We got to her house and I was so nervous. My arm pits were wet from sweat and I didn’t really know what to think. But I knew I had to do it. I wanted so much to be connected to my roots. And this was going to be a good way to start that connection.
I walked up to the door and rang the door bell. She opened the big red door from her side. She stood there, stunned. Me? I had no words.
She wrapped her arms around me and told me that I was so tall. She didn’t expect me to be tall. She couldn’t believe that she was actually talking to me. It was so surreal.
I didn’t think she was who she said she was. But indeed, she was, and I look very much like her. We embraced about 5 times before going up the stairs to her living room. I peeked out the front door before ascending the stairs and waved my wife over.
My aunt embraced my wife at the door and all three of us went upstairs to the living room. We sat down to talk and she shared a bunch of information that I was familiar with and some that I had never heard before.
One thing she shared was that she had been living in the US for 20 years and was a US citizen. She also shared that my mother was about four months from moving to the US when she suddenly died. Before she was able to immigrate, the US put an embargo which barred people from moving to the US for a period of time. She was so depressed and died soon after.

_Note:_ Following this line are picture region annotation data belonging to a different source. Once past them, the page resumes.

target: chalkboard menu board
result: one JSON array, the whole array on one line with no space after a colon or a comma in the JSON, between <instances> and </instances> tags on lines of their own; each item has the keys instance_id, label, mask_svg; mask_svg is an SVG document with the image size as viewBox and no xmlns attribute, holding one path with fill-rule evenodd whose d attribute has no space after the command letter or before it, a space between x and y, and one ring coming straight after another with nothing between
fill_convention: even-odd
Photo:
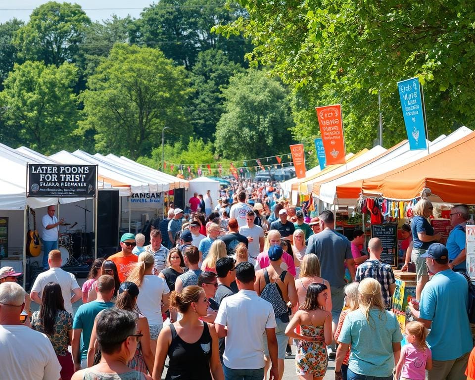
<instances>
[{"instance_id":1,"label":"chalkboard menu board","mask_svg":"<svg viewBox=\"0 0 475 380\"><path fill-rule=\"evenodd\" d=\"M381 261L397 266L397 225L372 224L371 238L379 238L382 242Z\"/></svg>"}]
</instances>

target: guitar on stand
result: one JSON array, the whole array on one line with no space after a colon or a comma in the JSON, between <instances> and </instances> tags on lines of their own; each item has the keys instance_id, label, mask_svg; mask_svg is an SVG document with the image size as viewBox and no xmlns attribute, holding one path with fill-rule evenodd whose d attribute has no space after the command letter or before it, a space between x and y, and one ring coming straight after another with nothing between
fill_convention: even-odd
<instances>
[{"instance_id":1,"label":"guitar on stand","mask_svg":"<svg viewBox=\"0 0 475 380\"><path fill-rule=\"evenodd\" d=\"M41 253L41 243L40 241L40 234L36 229L36 213L33 209L29 209L30 212L33 216L33 229L29 230L27 234L26 254L32 257L36 257Z\"/></svg>"}]
</instances>

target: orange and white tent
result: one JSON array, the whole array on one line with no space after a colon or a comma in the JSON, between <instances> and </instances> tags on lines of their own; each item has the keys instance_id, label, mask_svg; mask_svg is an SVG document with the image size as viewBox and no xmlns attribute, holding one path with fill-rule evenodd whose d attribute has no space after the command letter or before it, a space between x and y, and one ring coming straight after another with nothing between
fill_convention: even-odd
<instances>
[{"instance_id":1,"label":"orange and white tent","mask_svg":"<svg viewBox=\"0 0 475 380\"><path fill-rule=\"evenodd\" d=\"M366 196L475 204L475 132L428 156L363 181Z\"/></svg>"}]
</instances>

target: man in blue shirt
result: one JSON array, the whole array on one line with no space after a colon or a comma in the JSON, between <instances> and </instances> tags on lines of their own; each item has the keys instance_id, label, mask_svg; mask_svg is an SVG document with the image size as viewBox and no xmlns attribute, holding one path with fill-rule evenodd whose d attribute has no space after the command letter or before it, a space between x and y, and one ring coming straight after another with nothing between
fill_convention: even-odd
<instances>
[{"instance_id":1,"label":"man in blue shirt","mask_svg":"<svg viewBox=\"0 0 475 380\"><path fill-rule=\"evenodd\" d=\"M430 329L427 342L433 365L429 380L465 379L473 347L467 280L449 267L449 252L443 244L432 243L421 257L434 275L422 290L420 304L411 302L409 307L414 317Z\"/></svg>"},{"instance_id":2,"label":"man in blue shirt","mask_svg":"<svg viewBox=\"0 0 475 380\"><path fill-rule=\"evenodd\" d=\"M469 208L465 204L454 206L450 211L454 226L447 239L449 267L455 272L467 272L465 261L465 224L469 219Z\"/></svg>"}]
</instances>

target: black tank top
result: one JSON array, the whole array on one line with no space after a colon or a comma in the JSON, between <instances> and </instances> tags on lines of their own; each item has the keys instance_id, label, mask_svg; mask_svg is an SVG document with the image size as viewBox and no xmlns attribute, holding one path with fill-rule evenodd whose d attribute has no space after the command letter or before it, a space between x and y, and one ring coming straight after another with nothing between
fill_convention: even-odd
<instances>
[{"instance_id":1,"label":"black tank top","mask_svg":"<svg viewBox=\"0 0 475 380\"><path fill-rule=\"evenodd\" d=\"M211 380L209 361L213 345L208 324L203 322L203 333L194 343L187 343L177 333L172 324L172 343L168 347L169 368L166 380Z\"/></svg>"}]
</instances>

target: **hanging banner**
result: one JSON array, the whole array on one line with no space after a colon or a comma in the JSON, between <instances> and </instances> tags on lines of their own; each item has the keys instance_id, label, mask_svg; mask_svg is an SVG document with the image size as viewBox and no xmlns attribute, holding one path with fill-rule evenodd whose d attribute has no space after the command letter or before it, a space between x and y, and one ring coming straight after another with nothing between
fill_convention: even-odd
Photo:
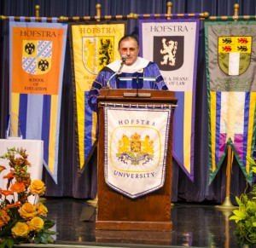
<instances>
[{"instance_id":1,"label":"hanging banner","mask_svg":"<svg viewBox=\"0 0 256 248\"><path fill-rule=\"evenodd\" d=\"M255 144L256 22L205 23L209 112L209 182L230 146L249 183Z\"/></svg>"},{"instance_id":2,"label":"hanging banner","mask_svg":"<svg viewBox=\"0 0 256 248\"><path fill-rule=\"evenodd\" d=\"M172 155L192 182L199 24L199 19L140 20L139 24L142 56L159 66L177 98Z\"/></svg>"},{"instance_id":3,"label":"hanging banner","mask_svg":"<svg viewBox=\"0 0 256 248\"><path fill-rule=\"evenodd\" d=\"M84 169L96 144L96 113L87 103L88 93L98 72L119 58L118 44L126 22L73 25L72 51L76 122L77 166Z\"/></svg>"},{"instance_id":4,"label":"hanging banner","mask_svg":"<svg viewBox=\"0 0 256 248\"><path fill-rule=\"evenodd\" d=\"M9 22L10 115L19 118L24 139L44 141L44 164L55 183L67 29Z\"/></svg>"},{"instance_id":5,"label":"hanging banner","mask_svg":"<svg viewBox=\"0 0 256 248\"><path fill-rule=\"evenodd\" d=\"M164 185L171 112L171 107L104 107L109 187L134 199Z\"/></svg>"}]
</instances>

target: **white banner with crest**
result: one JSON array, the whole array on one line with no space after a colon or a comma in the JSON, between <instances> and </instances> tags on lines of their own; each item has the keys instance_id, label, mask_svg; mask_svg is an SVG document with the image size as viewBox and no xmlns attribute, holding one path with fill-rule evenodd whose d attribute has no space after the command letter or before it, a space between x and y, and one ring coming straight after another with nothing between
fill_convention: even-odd
<instances>
[{"instance_id":1,"label":"white banner with crest","mask_svg":"<svg viewBox=\"0 0 256 248\"><path fill-rule=\"evenodd\" d=\"M105 107L105 181L135 199L165 182L171 107Z\"/></svg>"}]
</instances>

We talked about the time my sister showed up in the Dominican Republic with the expectation that I would embrace her without question. My aunt understood how I felt. She understood that I could not just pick up from where I left off, because I had nothing to pick up. And my a-family had left nothing for them.
She got it.
I lost it when we talked about my sister. She told me she felt that my sister thought I didn’t like her. But it was not like that. It is more complicated. And she got it. I cried….and tried to verbalize how I felt. She came over to the couch I was sitting on and hugged me.
My wife also embraced me, always supporting me no matter what.

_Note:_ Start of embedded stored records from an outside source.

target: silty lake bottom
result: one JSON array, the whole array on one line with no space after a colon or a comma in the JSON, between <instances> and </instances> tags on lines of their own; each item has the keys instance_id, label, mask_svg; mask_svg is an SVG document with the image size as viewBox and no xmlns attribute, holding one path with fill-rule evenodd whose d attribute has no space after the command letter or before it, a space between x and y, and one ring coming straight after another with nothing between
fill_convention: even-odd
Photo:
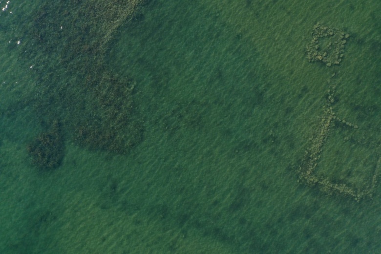
<instances>
[{"instance_id":1,"label":"silty lake bottom","mask_svg":"<svg viewBox=\"0 0 381 254\"><path fill-rule=\"evenodd\" d=\"M50 2L0 1L0 253L381 251L378 1Z\"/></svg>"}]
</instances>

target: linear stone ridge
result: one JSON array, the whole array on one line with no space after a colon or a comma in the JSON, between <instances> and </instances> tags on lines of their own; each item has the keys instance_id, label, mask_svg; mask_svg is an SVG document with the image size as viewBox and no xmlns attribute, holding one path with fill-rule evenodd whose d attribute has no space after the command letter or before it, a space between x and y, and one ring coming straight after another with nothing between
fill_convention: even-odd
<instances>
[{"instance_id":1,"label":"linear stone ridge","mask_svg":"<svg viewBox=\"0 0 381 254\"><path fill-rule=\"evenodd\" d=\"M310 139L310 146L306 150L302 163L299 167L298 182L303 183L311 186L317 186L323 192L329 194L333 193L350 196L359 201L367 197L372 197L377 183L377 177L381 168L381 157L378 154L377 165L371 177L370 183L360 187L354 187L348 183L335 183L329 177L318 175L316 173L319 160L327 141L330 131L336 124L345 124L354 129L358 129L357 125L341 119L336 116L333 109L333 103L335 97L335 86L328 90L327 103L324 106L321 121L317 129L317 132ZM344 124L343 124L344 123ZM354 130L355 130L354 129ZM358 131L358 129L356 130Z\"/></svg>"}]
</instances>

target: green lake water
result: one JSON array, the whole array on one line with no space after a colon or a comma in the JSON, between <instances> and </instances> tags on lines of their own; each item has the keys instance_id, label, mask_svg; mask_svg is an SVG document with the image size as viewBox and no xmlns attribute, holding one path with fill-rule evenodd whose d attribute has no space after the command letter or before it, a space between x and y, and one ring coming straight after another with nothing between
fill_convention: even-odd
<instances>
[{"instance_id":1,"label":"green lake water","mask_svg":"<svg viewBox=\"0 0 381 254\"><path fill-rule=\"evenodd\" d=\"M0 253L381 253L379 1L0 1Z\"/></svg>"}]
</instances>

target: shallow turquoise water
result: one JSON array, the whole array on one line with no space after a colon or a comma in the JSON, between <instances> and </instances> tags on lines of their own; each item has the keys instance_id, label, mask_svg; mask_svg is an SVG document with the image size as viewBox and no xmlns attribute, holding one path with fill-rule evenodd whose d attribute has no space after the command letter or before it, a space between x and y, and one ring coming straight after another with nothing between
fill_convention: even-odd
<instances>
[{"instance_id":1,"label":"shallow turquoise water","mask_svg":"<svg viewBox=\"0 0 381 254\"><path fill-rule=\"evenodd\" d=\"M73 134L87 109L72 105L93 99L84 85L92 60L69 52L77 42L65 28L85 31L89 44L102 29L96 20L83 28L74 2L11 2L0 14L0 252L380 251L379 186L357 202L297 183L333 83L334 110L359 128L333 127L317 170L370 182L380 155L377 1L142 4L100 50L105 69L136 82L142 138L122 154ZM317 22L351 35L339 65L308 63ZM64 157L41 172L26 148L53 118Z\"/></svg>"}]
</instances>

There was an awkward moment in our conversation where my aunt talked about how lucky I was to have been adopted by the family that took me in. Immediately I was triggered. I told her that I was not lucky. But at the same time I understood where she was coming from.

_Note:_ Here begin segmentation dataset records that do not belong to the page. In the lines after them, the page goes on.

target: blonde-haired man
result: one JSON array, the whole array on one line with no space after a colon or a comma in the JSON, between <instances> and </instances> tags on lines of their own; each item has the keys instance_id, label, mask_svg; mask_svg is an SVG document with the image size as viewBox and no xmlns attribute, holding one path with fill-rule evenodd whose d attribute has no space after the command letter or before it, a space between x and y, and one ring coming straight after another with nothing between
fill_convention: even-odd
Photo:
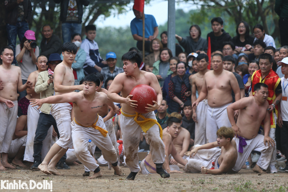
<instances>
[{"instance_id":1,"label":"blonde-haired man","mask_svg":"<svg viewBox=\"0 0 288 192\"><path fill-rule=\"evenodd\" d=\"M236 143L233 140L234 131L231 128L222 127L217 134L217 141L193 146L187 154L193 155L185 166L185 172L221 174L232 170L238 156Z\"/></svg>"}]
</instances>

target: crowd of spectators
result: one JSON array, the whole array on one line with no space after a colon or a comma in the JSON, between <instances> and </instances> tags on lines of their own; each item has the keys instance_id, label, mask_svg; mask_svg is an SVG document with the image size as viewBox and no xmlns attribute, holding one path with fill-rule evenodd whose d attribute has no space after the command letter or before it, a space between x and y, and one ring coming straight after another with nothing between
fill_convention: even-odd
<instances>
[{"instance_id":1,"label":"crowd of spectators","mask_svg":"<svg viewBox=\"0 0 288 192\"><path fill-rule=\"evenodd\" d=\"M62 39L61 39L53 34L53 26L48 24L44 25L42 28L43 38L40 47L36 44L35 33L29 29L28 25L31 19L30 1L28 0L17 0L15 2L12 0L5 1L5 6L8 10L10 10L6 14L5 20L8 34L8 41L10 47L7 47L8 48L6 49L12 49L13 50L14 58L13 63L20 67L22 84L23 86L26 85L25 86L29 88L27 88L27 91L26 89L20 89L23 90L18 93L19 118L17 120L15 131L19 131L19 129L21 131L27 130L28 129L28 132L29 131L29 124L28 128L27 126L26 128L25 126L23 126L26 124L27 119L23 119L21 116L28 116L29 119L30 111L28 110L27 104L31 98L38 97L42 98L53 95L54 69L63 59L61 50L63 43L71 42L77 47L75 61L72 66L75 85L82 84L86 75L99 73L104 77L102 87L108 90L116 76L124 72L122 68L116 66L117 57L113 50L107 53L105 59L100 56L99 47L95 41L97 38L95 26L88 25L85 26L86 37L82 39L81 34L82 6L88 6L89 1L55 0L56 2L61 4L60 20L62 22ZM132 48L129 50L133 50L138 52L138 50L142 50L142 19L143 14L135 10L133 10L136 17L131 22L131 29L133 38L137 41L138 49ZM280 14L281 15L283 14ZM197 137L202 136L195 134L195 122L192 118L195 112L192 109L191 99L198 98L200 91L198 92L199 88L195 87L195 84L192 82L192 79L194 76L202 74L201 71L206 70L206 68L203 69L203 65L208 66L211 65L209 61L211 58L208 58L207 56L207 52L211 51L211 56L216 54L223 56L221 58L223 69L233 73L236 77L240 89L241 98L253 96L254 86L255 83L260 82L269 84L270 82L267 77L272 75L271 74L275 75L273 78L276 78L275 80L277 83L274 82L276 84L273 84L275 87L273 88L274 90L272 92L274 94L272 94L271 92L271 94L272 94L269 96L268 100L270 98L269 106L272 106L273 108L269 111L272 114L271 121L274 121L272 123L271 129L276 130L272 131L272 133L270 131L272 134L271 136L269 134L269 136L277 143L277 149L278 150L277 154L275 152L273 155L275 160L275 160L285 160L285 156L288 156L288 147L286 142L288 136L288 122L286 121L288 121L288 116L285 113L288 110L288 105L286 103L287 98L285 95L285 88L286 86L284 86L288 83L288 76L286 76L288 74L286 74L288 73L288 70L287 72L285 70L286 70L285 65L288 64L288 59L286 59L288 58L288 45L283 44L281 42L282 46L277 48L273 38L265 33L262 25L256 25L250 33L249 24L244 21L241 21L238 24L236 29L236 35L232 38L224 30L222 19L217 17L211 21L212 31L207 34L206 39L201 37L201 29L196 25L193 25L190 27L189 36L187 37L182 37L176 34L175 38L178 44L176 44L176 55L173 56L171 50L167 47L167 32L162 32L158 38L159 32L156 20L152 15L145 14L145 16L146 25L144 38L146 56L140 68L154 74L162 89L163 101L156 113L157 120L162 128L164 129L167 127L167 120L171 116L171 114L173 114L172 116L176 117L177 114L181 115L179 118L181 120L181 126L188 130L190 134L190 139L187 141L189 144L188 146L185 144L184 148L182 146L179 150L176 148L182 156L184 156L184 153L181 152L182 150L188 151L192 148L194 144L199 144L195 143L194 141L199 140ZM17 34L20 41L20 44L16 45ZM283 35L281 34L281 40ZM211 50L208 50L209 42L211 47ZM2 51L2 56L4 50ZM261 58L262 59L260 62ZM263 63L264 59L268 61L268 63ZM41 67L40 64L43 62L45 62L45 64ZM34 78L36 80L32 86L29 85L31 82L29 80L29 75L36 71L38 71L38 76ZM261 77L261 72L266 73L267 75ZM260 80L256 82L256 77L259 77L257 74L260 77ZM1 78L0 77L0 79ZM281 85L284 86L283 89L281 88ZM0 95L3 87L2 83L0 83ZM33 87L34 92L28 91L29 88ZM234 102L236 101L235 94L233 90L231 92ZM33 94L34 94L38 95L35 96L36 95ZM274 103L274 101L276 100L277 102ZM6 100L3 100L5 103ZM56 123L55 120L53 120L54 118L50 111L50 108L51 106L49 104L44 105L39 111L40 115L38 116L39 120L36 120L38 122L38 125L36 126L37 130L35 127L34 131L36 132L32 138L34 140L34 143L32 144L34 147L33 158L30 159L32 160L26 160L31 162L32 168L37 168L40 161L40 152L42 149L42 142L46 136L51 137L51 140L52 136L56 140L57 136L59 137ZM175 112L176 113L174 113ZM19 128L20 126L18 122L20 121L25 123L21 123L21 127ZM48 133L49 129L52 126L53 129L49 130L50 130ZM118 127L115 126L117 127ZM280 127L282 128L280 129ZM260 131L261 128L260 129ZM121 130L118 127L115 131L117 133L121 131ZM21 137L19 136L18 138L22 138L27 135L27 131L26 135L24 134L24 136L21 135ZM17 135L16 132L14 135ZM17 138L17 136L14 138L14 140ZM21 142L26 140L22 139ZM142 141L145 142L145 139ZM183 143L184 142L182 141ZM145 145L142 145L144 146L142 148L149 148ZM24 143L21 146L25 146ZM23 151L26 152L25 148L23 149L20 147L19 149L19 153L22 155L24 154ZM1 150L1 151L3 151ZM253 152L252 154L256 154L257 152ZM42 155L44 154L42 153ZM252 161L254 155L253 154L252 159L248 159L249 161ZM19 162L19 155L16 157L14 155L13 157L15 158L14 162ZM60 168L70 168L65 164L66 158L64 155L63 159L60 160L58 166ZM271 160L274 160L272 159ZM172 164L175 163L174 161L171 160L170 162ZM253 162L256 161L253 160ZM22 165L20 163L19 164ZM286 163L286 167L280 171L288 172L288 162ZM179 167L182 166L180 164L178 165ZM271 169L274 170L273 167ZM277 171L276 170L274 172Z\"/></svg>"}]
</instances>

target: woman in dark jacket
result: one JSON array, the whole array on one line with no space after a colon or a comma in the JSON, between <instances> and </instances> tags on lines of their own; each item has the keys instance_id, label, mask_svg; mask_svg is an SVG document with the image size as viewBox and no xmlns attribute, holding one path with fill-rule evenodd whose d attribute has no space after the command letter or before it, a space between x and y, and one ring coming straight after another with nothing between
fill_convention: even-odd
<instances>
[{"instance_id":1,"label":"woman in dark jacket","mask_svg":"<svg viewBox=\"0 0 288 192\"><path fill-rule=\"evenodd\" d=\"M179 112L183 108L184 103L191 99L191 86L189 82L190 75L186 74L186 64L182 62L177 64L177 75L171 79L169 83L169 96L170 112Z\"/></svg>"}]
</instances>

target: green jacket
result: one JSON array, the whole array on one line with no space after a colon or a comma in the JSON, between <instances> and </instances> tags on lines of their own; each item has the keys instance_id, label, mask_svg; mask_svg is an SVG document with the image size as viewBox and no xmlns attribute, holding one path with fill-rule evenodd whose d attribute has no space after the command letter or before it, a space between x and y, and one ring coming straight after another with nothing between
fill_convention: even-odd
<instances>
[{"instance_id":1,"label":"green jacket","mask_svg":"<svg viewBox=\"0 0 288 192\"><path fill-rule=\"evenodd\" d=\"M159 74L159 65L160 64L161 62L160 60L157 61L153 64L153 70L152 71L152 73L154 74L155 75L158 75ZM173 73L173 72L169 69L168 70L168 73L167 73L167 76L172 73Z\"/></svg>"}]
</instances>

You see, birth parents are told that if they give up their child, the child will be in better hands. This is part of the coercion and it is done in so many different ways.
Two sides of the triad get to drink the adoption koolaid but the third part, the most important part, does not even get a sip of it. The adoptees don’t get to choose to stay or go. We are helpless, we have no say. We are expected to adjust and to be happy. We are told to be thankful, we are brainwashed to think that the decision our birth parents made was out of love for us.
You see, birth families hope against all hope that their decision will better their biological child.
So I was not going to stay silent. I had been silent for so many years, I was not going to allow my aunt to tell me how I should feel about my situation. So I told her how I felt, and what I had gone through.
I expected her to to continue to try and convince me of how I should feel. But she didn’t. In fact, she cried. She was visibly upset to learn that the people her family had given me to were horrible people. She had zero desire to give them credit anymore. She was clearly surprised of all that happened to me as a child.
We continued to speak, laugh, and hug. We came away with so much and then we talked about when we would meet again. We also talked about God. We talked about how there is this stronger force that has kept me safe, and has empowered me to rise above the hate, anger and pain my adoptive parents put on me.
This made my day. Knowing that I didn’t have to explain myself to her, understanding that she had spent years looking for me, and hoping that our next meeting will continue to shed light and love on every aspect of our lives has made me whole…today.